Uno studio prospettico di Licameli et al. ha valutato l’efficacia a lungo termine dell’adeno-tonsillectomia in 102 pazienti con PFAPA seguiti per più di 6 mesi dopo l’intervento (media 43 mesi): Novantanove hanno avuto una risoluzione completa immediatamente dopo l’intervento e 1 dopo 6 mesi. Dei 2 pazienti rimanenti, 1 ha continuato ad avere episodi di febbre, mentre 1 è stato ulteriormente indagato e successivamente diagnosticato con MKD .

Anche se esistono altri rapporti, una recente revisione Cochrane sottolinea che solo due studi randomizzati controllati, condotti su piccole coorti di pazienti, dimostrano l’efficacia della tonsillectomia nel trattamento di bambini con PFAPA. Inoltre, questi studi mostrano alcune differenze negli esiti dopo l’intervento, probabilmente dovute all’eterogeneità della popolazione di studio, alla scelta di criteri diagnostici diversi, al diverso tipo di intervento (tonsillectomia contro adenotonsillectomia) e al diverso programma di follow-up dopo l’intervento. Non è dimostrato che combinare l’adenoidectomia con la tonsillectomia possa migliorare il risultato, rispetto alla sola tonsillectomia.

Considerando l’evoluzione favorevole della PFAPA e le possibili complicazioni post-chirurgiche, l’adenotonsillectomia dovrebbe essere proposta a pazienti selezionati, per esempio quando l’intervallo tra gli attacchi è molto breve in cui il trattamento corticosteroideo non è appropriato.

Outcome

La sindrome di PFAPA è considerata una malattia auto-limitata che generalmente si risolve spontaneamente prima dell’adolescenza.
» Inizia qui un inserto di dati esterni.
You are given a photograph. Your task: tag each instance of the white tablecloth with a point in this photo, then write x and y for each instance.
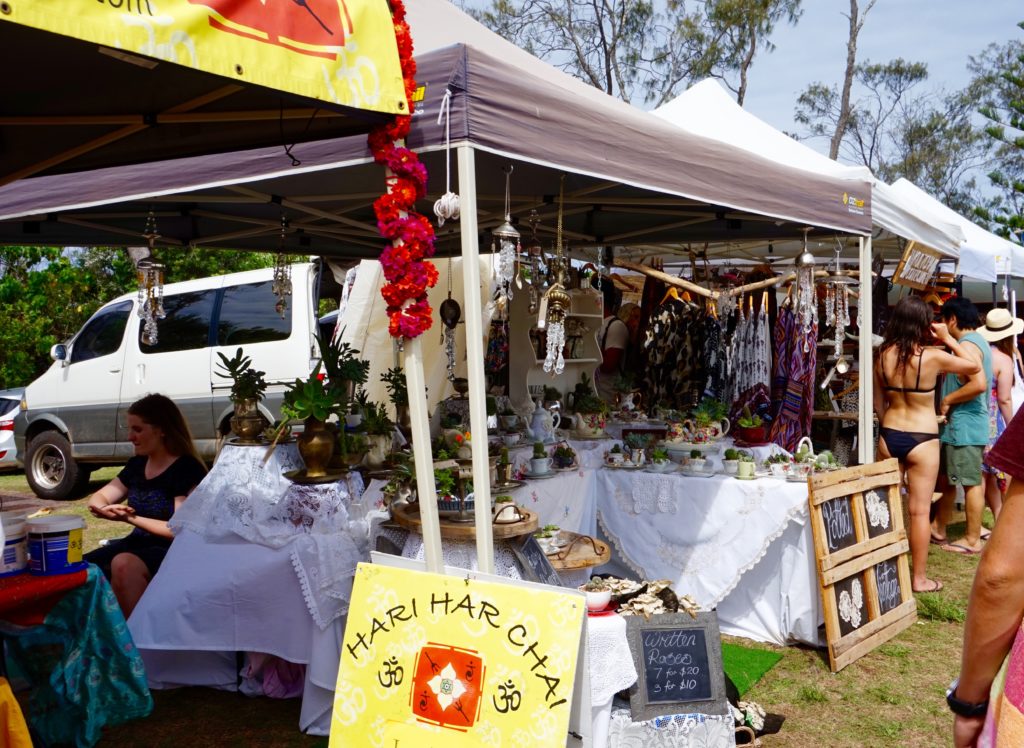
(742, 546)
(258, 565)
La crescita e lo sviluppo dei pazienti sono normali e non sono state descritte conseguenze a lungo termine.

Wurster et al. hanno seguito una coorte di 59 pazienti per un periodo compreso tra 12 e 21 anni. Cinquanta pazienti hanno sperimentato la risoluzione spontanea dei sintomi senza ricaduta; solo 9 hanno mantenuto i tipici sintomi cardinali della PFAPA, anche se la febbre era meno frequente. Hanno anche osservato una frequenza significativamente più alta di storia familiare di febbre periodica nei pazienti con sintomi persistenti in età adulta.

In una coorte norvegese, trentasette bambini sono stati seguiti fino alla risoluzione con un follow up mediano di 18,7 mesi (range 7,2- 75,7). L’età mediana al momento della risoluzione era di 52,1 mesi. È interessante notare che otto bambini hanno avuto una ricaduta dopo un periodo senza attacchi febbrili di più di 6 mesi. La durata mediana dei periodi senza attacchi che hanno portato alla ricaduta è stata di 20 mesi.

Altri studi, con un follow-up più breve, hanno riportato una risoluzione spontanea solo nel 20-32% dei pazienti.

Berkun et al. hanno descritto una coorte di 124 pazienti PFAPA, di cui 65 hanno mostrato una singola mutazione MEFV. Gli attacchi di PFAPA nei portatori di MEFV erano più brevi, rispetto ai pazienti senza mutazioni, e anche la frequenza dei loro attacchi e delle afte orali era inferiore. Questo può suggerire che le mutazioni nei geni causativi di altre febbri periodiche monogeniche possono modificare il decorso della malattia.

Come dimostrato in diversi studi, PFAPA può avere il suo inizio anche in età adulta. Ad oggi, non sono disponibili dati di esito a lungo termine per i pazienti adulti con diagnosi di sindrome PFAPA, quindi non è noto se gli adulti con sindrome PFAPA possono spontaneamente subire una remissione clinica. Sulla base di una revisione della letteratura recente, la tonsillectomia non sembra essere un’opzione valida in questi pazienti. Ci sono rapporti che descrivono pazienti adulti con PFAPA con una storia di tonsillectomia durante l’infanzia a causa di ricorrenti tonsillo-faringiti febbrili, con successivo periodo libero da malattia di diversi anni. Questi risultati possono suggerire che la tonsillectomia è efficace nell’indurre una remissione temporanea, ma che l’effetto può essere transitorio.